The deallocation win, by contrast, came from a different mechanism. The 10 seconds saved were not from freeing memory per se, but from eliminating synchronous blocking on munmap of huge (multi-GB) allocations that were cold and required TLB shootdowns and page table walks. The asymmetry is structural: alloc overlaps with computation (the CPU is busy anyway), while dealloc was blocking the critical path after computation finished.
What This Message Teaches Us
The subject message, for all its apparent simplicity, embodies a crucial principle of performance engineering: measure, don't assume. The assistant could have easily declared victory after wiring up the hints, reasoning that eliminating 265 GB of copies must be a win. Instead, the work continued through rigorous benchmarking that falsified the hypothesis.

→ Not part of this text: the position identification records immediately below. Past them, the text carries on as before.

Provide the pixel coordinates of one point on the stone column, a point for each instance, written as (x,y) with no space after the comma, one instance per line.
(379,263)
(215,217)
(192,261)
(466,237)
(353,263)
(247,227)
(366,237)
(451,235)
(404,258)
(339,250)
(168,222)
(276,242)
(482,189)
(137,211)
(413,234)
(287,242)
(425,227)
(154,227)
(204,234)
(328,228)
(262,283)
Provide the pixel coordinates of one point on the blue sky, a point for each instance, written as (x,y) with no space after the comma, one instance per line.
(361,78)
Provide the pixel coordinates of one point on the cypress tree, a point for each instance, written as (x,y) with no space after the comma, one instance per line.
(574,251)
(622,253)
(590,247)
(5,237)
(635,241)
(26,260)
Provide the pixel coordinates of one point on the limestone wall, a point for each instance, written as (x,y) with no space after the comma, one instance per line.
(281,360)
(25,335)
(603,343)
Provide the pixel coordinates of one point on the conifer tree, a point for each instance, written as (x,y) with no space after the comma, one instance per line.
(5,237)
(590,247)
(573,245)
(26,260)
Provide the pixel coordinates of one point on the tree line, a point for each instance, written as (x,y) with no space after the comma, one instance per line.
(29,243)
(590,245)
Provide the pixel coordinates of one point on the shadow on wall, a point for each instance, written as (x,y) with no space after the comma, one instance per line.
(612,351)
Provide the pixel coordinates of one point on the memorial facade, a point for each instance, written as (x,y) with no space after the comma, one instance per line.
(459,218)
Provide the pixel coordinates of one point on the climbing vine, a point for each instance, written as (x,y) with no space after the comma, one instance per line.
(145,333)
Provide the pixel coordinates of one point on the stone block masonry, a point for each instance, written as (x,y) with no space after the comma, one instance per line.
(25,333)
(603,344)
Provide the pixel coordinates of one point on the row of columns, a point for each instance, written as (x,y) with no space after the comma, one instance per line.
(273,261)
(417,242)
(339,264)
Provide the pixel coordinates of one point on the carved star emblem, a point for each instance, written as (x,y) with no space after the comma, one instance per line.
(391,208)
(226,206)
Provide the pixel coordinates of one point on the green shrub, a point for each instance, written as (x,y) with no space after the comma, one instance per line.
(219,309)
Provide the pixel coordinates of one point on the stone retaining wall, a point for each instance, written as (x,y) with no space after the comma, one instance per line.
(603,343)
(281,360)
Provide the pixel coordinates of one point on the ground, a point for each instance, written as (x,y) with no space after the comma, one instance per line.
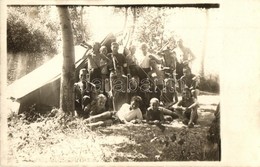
(50,139)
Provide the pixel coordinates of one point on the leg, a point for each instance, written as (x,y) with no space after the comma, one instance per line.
(100,117)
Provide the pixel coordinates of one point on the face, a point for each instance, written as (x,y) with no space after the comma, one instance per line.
(96,47)
(144,49)
(82,76)
(101,102)
(154,105)
(186,95)
(134,104)
(132,50)
(186,72)
(114,48)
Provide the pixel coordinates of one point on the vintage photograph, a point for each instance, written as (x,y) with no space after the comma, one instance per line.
(113,83)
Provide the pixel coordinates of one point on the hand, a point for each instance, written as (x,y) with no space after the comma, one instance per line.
(156,122)
(190,125)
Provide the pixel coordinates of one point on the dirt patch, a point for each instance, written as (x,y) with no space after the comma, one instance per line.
(59,141)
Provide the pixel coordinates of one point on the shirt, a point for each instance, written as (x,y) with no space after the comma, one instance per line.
(188,81)
(125,113)
(154,114)
(145,62)
(93,61)
(118,61)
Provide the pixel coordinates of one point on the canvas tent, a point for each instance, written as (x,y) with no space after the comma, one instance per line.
(41,87)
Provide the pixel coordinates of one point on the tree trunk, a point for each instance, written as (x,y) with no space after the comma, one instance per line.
(82,28)
(68,67)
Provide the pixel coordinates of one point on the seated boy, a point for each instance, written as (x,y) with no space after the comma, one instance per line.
(131,112)
(191,81)
(97,111)
(156,114)
(188,108)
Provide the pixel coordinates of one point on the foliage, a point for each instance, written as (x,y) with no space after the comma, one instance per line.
(209,83)
(53,137)
(30,30)
(80,27)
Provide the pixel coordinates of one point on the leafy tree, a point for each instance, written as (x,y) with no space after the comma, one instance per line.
(68,67)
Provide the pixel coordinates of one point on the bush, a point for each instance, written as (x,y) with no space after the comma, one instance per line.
(209,84)
(30,35)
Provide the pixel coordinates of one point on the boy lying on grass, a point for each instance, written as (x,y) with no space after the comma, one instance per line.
(156,114)
(97,112)
(131,113)
(187,106)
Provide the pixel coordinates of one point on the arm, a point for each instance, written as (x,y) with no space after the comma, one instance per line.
(158,61)
(192,56)
(87,54)
(139,115)
(195,104)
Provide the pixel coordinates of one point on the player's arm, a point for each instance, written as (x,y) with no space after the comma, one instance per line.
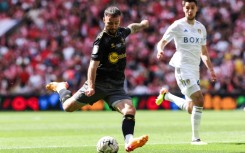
(206,60)
(136,27)
(92,69)
(160,47)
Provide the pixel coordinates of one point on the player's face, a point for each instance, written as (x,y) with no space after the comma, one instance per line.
(111,24)
(190,10)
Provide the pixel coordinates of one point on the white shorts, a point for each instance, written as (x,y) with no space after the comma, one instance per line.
(188,81)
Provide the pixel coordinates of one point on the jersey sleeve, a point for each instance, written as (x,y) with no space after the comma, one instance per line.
(125,32)
(170,33)
(204,39)
(97,48)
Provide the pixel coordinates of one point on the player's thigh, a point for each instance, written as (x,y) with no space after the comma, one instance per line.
(197,98)
(119,100)
(80,97)
(187,80)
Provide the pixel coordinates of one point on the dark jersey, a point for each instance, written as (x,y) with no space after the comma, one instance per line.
(111,52)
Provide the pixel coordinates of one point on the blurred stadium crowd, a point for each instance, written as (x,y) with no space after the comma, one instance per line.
(52,41)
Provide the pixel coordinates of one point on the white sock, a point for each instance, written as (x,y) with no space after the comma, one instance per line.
(180,102)
(196,121)
(128,138)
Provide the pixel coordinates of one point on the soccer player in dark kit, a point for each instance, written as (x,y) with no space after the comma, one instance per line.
(105,78)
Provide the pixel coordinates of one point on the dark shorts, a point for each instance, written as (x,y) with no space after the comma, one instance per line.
(110,94)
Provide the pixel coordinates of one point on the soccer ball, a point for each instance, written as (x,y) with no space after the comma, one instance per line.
(107,144)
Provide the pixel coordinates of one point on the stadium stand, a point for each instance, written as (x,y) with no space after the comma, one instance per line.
(52,41)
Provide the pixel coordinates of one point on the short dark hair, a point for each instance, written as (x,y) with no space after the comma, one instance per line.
(112,11)
(184,1)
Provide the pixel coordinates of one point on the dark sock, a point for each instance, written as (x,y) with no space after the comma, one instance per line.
(128,125)
(64,95)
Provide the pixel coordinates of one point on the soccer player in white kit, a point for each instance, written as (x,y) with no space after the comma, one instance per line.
(190,40)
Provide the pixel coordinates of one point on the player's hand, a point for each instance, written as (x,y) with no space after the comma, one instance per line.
(213,76)
(89,92)
(145,23)
(160,54)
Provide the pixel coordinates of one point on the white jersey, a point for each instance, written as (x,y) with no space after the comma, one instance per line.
(188,40)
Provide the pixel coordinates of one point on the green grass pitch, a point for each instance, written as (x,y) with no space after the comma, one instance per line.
(78,132)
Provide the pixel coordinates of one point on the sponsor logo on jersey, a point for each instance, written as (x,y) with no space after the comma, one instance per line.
(192,40)
(114,57)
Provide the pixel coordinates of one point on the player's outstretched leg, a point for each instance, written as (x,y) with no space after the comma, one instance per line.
(56,86)
(198,142)
(161,95)
(136,143)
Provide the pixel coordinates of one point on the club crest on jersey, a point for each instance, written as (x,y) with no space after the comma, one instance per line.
(95,49)
(113,45)
(114,57)
(199,31)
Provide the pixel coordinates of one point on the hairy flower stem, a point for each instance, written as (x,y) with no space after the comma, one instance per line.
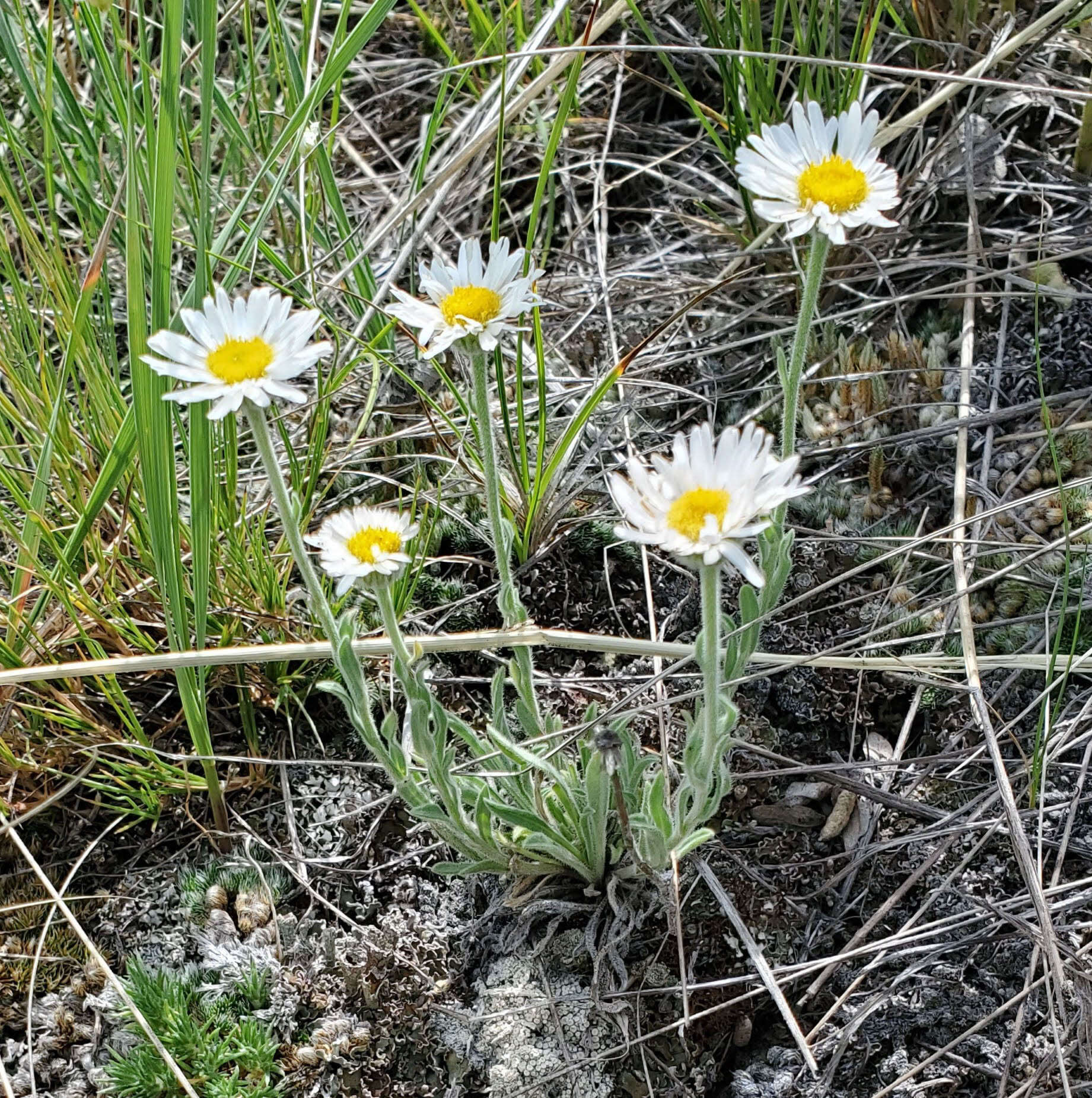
(512,609)
(392,628)
(809,300)
(352,672)
(711,661)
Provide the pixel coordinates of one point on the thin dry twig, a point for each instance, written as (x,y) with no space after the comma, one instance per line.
(1018,838)
(760,962)
(17,841)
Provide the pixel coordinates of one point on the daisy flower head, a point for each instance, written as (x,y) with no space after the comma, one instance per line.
(709,495)
(238,349)
(468,299)
(820,171)
(361,542)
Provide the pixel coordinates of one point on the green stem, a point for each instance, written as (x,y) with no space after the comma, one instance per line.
(809,300)
(711,655)
(512,610)
(352,676)
(391,627)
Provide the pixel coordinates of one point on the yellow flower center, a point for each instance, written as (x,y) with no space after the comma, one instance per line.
(835,182)
(236,361)
(689,513)
(364,544)
(471,302)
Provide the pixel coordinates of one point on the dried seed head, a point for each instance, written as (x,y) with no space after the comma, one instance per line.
(1031,480)
(840,815)
(609,744)
(741,1035)
(251,911)
(217,898)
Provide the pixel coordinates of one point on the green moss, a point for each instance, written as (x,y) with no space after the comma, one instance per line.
(223,1052)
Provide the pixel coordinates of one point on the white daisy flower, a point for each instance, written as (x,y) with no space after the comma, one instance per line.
(238,349)
(706,499)
(805,182)
(469,299)
(361,542)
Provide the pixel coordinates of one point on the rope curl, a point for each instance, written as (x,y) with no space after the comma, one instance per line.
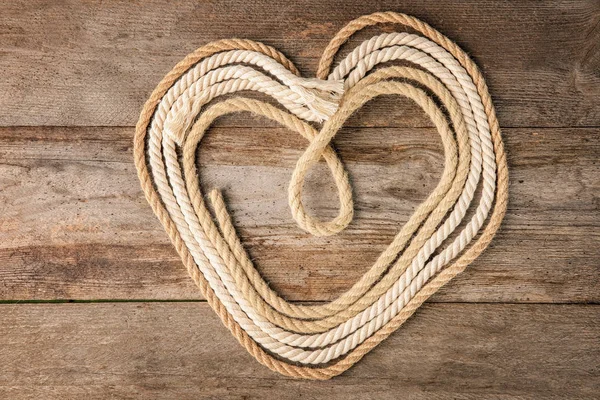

The message also demonstrates the value of systematic tooling. The grep command is trivial, but it ensures completeness — no call site is missed. The "one by one" approach reduces the risk of errors. And the commit of the infrastructure, even with zero measured impact, is a defensible choice: it costs nothing to maintain, and it pre-allocates correctly for any future code path where allocation might become the bottleneck.
In the broader narrative of the optimization campaign, this message marks the point where Phase 4's diminishing returns became undeniable. The assistant would go on to recommend moving to Phase 5 (PCE), which targets the computational bottleneck directly by replacing circuit synthesis with sparse matrix-vector multiply. The six call sites would remain wired up, silently doing their job, contributing nothing measurable to performance but serving as a monument to the discipline of hypothesis-driven optimization.
The message is a reminder that in systems optimization, the most valuable outcome is not always a speedup — sometimes it is the knowledge that a promising hypothesis was wrong, confirmed through careful measurement.